Reheis-Boyd has apparently never watched Gasland, the Sundance winning documentary that reveals the environmental devastation caused by hydraulic fracturing (http://www.youtube.com/user/Gaslandmovie). 

Reheis-Boyd not only presided as the Chair of the MLPA Initiative Blue Ribbon Task Force for the South Coast, but she also served on the task forces for the North Central Coast, South Coast and North Coast. Reheis-Boyd oversaw the creation of alleged "marine protected areas" that fail to protect the ocean from oil drilling and spills, pollution, military testing, wind and wave energy projects and all human impacts on the ocean other than fishing and gathering. 

David Gurney, independent journalist and co-chair of the Ocean Protection Coalition, commented on the opening of new lease-sales for hydrofracking - and Reheis-Boyd's role in pushing for increased fracking in California. (http://noyonews.net/?p=8215

"Last week, Secretary of the Interior Ken Salazar announced new lease-sales for Bureau of Land Management lands in California for 'fracking' development.
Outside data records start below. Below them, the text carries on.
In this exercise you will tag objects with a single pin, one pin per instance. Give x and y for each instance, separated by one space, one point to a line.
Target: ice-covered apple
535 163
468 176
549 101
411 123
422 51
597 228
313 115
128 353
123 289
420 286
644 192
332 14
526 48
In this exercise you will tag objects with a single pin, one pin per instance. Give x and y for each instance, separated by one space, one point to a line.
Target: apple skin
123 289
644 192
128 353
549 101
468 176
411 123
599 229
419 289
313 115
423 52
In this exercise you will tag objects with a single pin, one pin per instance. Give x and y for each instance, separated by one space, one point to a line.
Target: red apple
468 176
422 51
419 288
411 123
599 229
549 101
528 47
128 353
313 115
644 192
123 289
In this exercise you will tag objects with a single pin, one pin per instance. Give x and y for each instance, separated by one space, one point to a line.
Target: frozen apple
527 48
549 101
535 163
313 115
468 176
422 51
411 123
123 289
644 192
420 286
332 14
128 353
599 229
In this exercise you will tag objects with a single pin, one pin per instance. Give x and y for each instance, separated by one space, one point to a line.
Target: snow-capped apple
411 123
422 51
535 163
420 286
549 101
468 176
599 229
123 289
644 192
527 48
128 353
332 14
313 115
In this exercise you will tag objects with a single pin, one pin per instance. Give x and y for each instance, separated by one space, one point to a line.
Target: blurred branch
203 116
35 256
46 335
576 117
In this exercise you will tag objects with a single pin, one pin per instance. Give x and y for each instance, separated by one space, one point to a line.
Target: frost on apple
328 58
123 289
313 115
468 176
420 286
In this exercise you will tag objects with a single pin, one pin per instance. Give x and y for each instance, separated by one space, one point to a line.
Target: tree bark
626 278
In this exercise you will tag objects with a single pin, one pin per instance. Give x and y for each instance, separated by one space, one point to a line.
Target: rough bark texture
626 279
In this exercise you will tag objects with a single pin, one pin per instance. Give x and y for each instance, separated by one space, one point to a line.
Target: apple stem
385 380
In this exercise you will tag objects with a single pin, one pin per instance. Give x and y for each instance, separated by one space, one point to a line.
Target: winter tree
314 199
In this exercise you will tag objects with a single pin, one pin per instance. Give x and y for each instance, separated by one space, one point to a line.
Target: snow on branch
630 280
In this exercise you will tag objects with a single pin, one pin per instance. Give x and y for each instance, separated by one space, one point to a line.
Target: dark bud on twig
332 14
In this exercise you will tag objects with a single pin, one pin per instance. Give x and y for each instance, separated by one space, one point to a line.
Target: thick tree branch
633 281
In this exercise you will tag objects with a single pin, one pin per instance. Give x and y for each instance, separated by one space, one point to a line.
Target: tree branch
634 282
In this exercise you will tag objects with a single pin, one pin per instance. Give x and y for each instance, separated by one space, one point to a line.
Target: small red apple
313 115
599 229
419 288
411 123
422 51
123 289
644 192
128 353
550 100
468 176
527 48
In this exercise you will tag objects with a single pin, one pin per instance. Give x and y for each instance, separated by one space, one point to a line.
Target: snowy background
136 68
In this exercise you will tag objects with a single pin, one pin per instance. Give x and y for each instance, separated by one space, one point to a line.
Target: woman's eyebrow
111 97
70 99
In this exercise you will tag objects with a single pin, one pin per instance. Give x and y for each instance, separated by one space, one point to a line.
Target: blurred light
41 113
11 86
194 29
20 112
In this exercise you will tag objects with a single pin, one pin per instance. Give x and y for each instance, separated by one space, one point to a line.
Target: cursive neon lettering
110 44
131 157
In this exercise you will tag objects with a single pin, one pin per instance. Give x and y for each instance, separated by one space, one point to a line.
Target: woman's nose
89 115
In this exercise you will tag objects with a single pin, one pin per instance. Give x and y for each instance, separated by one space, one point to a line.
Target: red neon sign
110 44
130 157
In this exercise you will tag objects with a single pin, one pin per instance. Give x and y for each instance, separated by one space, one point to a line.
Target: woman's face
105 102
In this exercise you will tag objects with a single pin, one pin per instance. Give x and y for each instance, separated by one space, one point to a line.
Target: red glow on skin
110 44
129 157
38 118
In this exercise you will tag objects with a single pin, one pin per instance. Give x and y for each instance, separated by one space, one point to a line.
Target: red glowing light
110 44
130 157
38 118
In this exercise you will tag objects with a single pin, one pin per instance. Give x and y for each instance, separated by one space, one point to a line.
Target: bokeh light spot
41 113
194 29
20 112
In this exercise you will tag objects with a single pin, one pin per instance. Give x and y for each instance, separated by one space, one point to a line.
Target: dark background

Offshore areas are showing up on maps: reservoirs of underwater natural gas deposits, that lie under the ocean off Santa Barbara and Southern California," he said. 

"It's clear that government and petroleum officials want to 'frack' in the very same areas Reheis-Boyd was appointed to oversee as a 'guardian' of marine habitat protection for the MLPA "Initiative," said Gurney. 

"What's becoming obvious is that Reheis-Boyd's expedient presence on the 'Blue Ribbon Task Force' for the MLPAI was a ploy for the oil industry to make sure no restrictions applied against drilling or fracking in or around so-called marine protected areas," Gurney emphasized. 

"Objections to the obvious conflict of interest of Reheis-Boyd at the top level of the MLPA 'Initiative' fell upon deaf ears during the MLPAI's run, and were in fact actively discouraged by the Kearns and West energy interest facilitators during the quasi 'public process,' during which fishing and food gathering interests were exclusively thrown off areas of ocean slated to become sacrifice zones for oil industry pollution," concluded Gurney. 

Besides lobbying for fracking, Reheis-Boyd has been relentlessly pushing for new offshore oil drilling, the construction of the Keystone XL pipeline and the evisceration of environmental laws. 

It is beyond shameful that state officials such as Natural Resources Secretary John Laird and MLPA Initiative advocates embraced the oil lobbyist's questionable role in creating alleged "marine protected areas" on not only the South Coast, but on the Central Coast, North Central Coast and North Coast.